Global measles deaths show historic decline
GENEVA — The annual death toll from measles dropped below 100,000 worldwide for the first time last year, to 90,000, the World Health Organization and other international agencies said on Thursday.
Reporting an 84 percent drop in 16 years, to 90,000 deaths in 2016 from more than 550,000 in 2000, the Measles and Rubella Initiative said more children getting vaccinations was the main reason for the worldwide decline.
But the report stressed the world is still far from eliminating measles. Coverage with the first of two required doses of vaccine has stalled around 85 percent since 2009, it said, short of the 95 percent needed. Coverage with the second dose was only 64 percent in 2016.
“We must strive to reach zero measles cases,” said JeanMarie Okwo-Bele, the director of the WHO’s immunization department.
“Measles elimination will only be reached if vaccines reach every child, everywhere.”
M&RI is a partnership of the American Red Cross, the US Centers for Disease Control and Prevention, the United Nations Foundation, the UNICEF children’s fund, and the WHO.

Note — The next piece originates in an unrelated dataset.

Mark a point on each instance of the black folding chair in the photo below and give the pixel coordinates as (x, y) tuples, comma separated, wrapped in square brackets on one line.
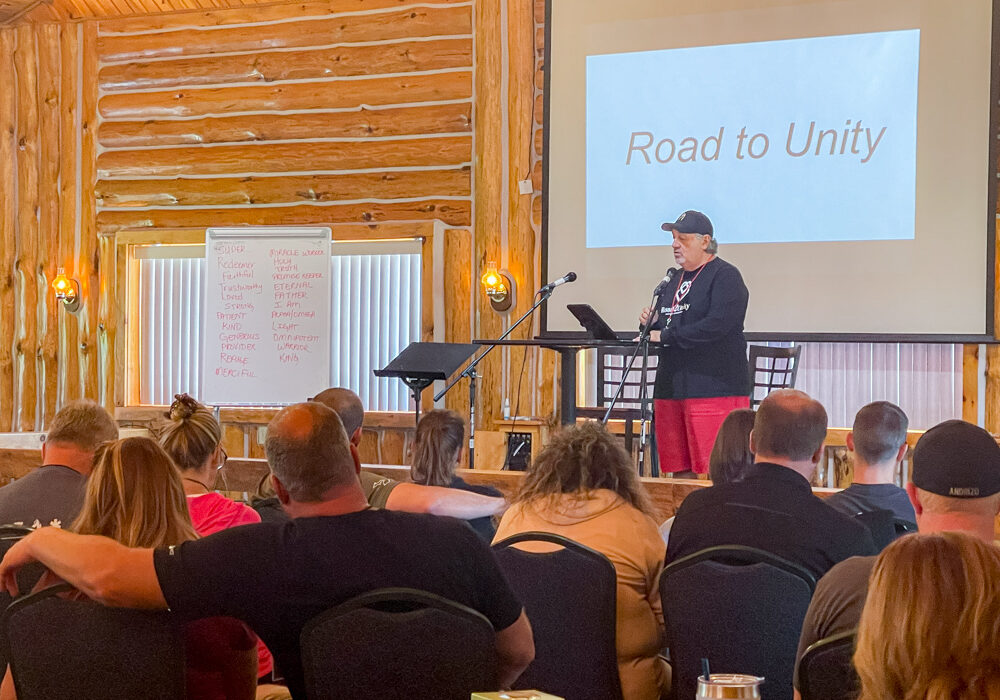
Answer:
[(62, 649), (397, 644), (570, 596), (739, 607), (826, 670)]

Its report said that since 2000, about 5.5 billion doses of measles vaccine have been distributed.
“Saving an average of 1.3 million lives per year through measles vaccine is an incredible achievement and makes a world free of measles seem possible, even probable, in our lifetime,” said Dr Robert Linkins of the M&RI.
However, it added that about 20.8 million children are still missing their first measles vaccine dose.
More than half the unvaccinated children live in six countries: Nigeria, India, Pakistan, Indonesia, Ethiopia and the Democratic Republic of the Congo.
It said large outbreaks of measles continue to occur in those countries as well as others in Europe and North America, putting children at risk of severe health complications such as pneumonia, diarrhea, encephalitis, blindness, and death.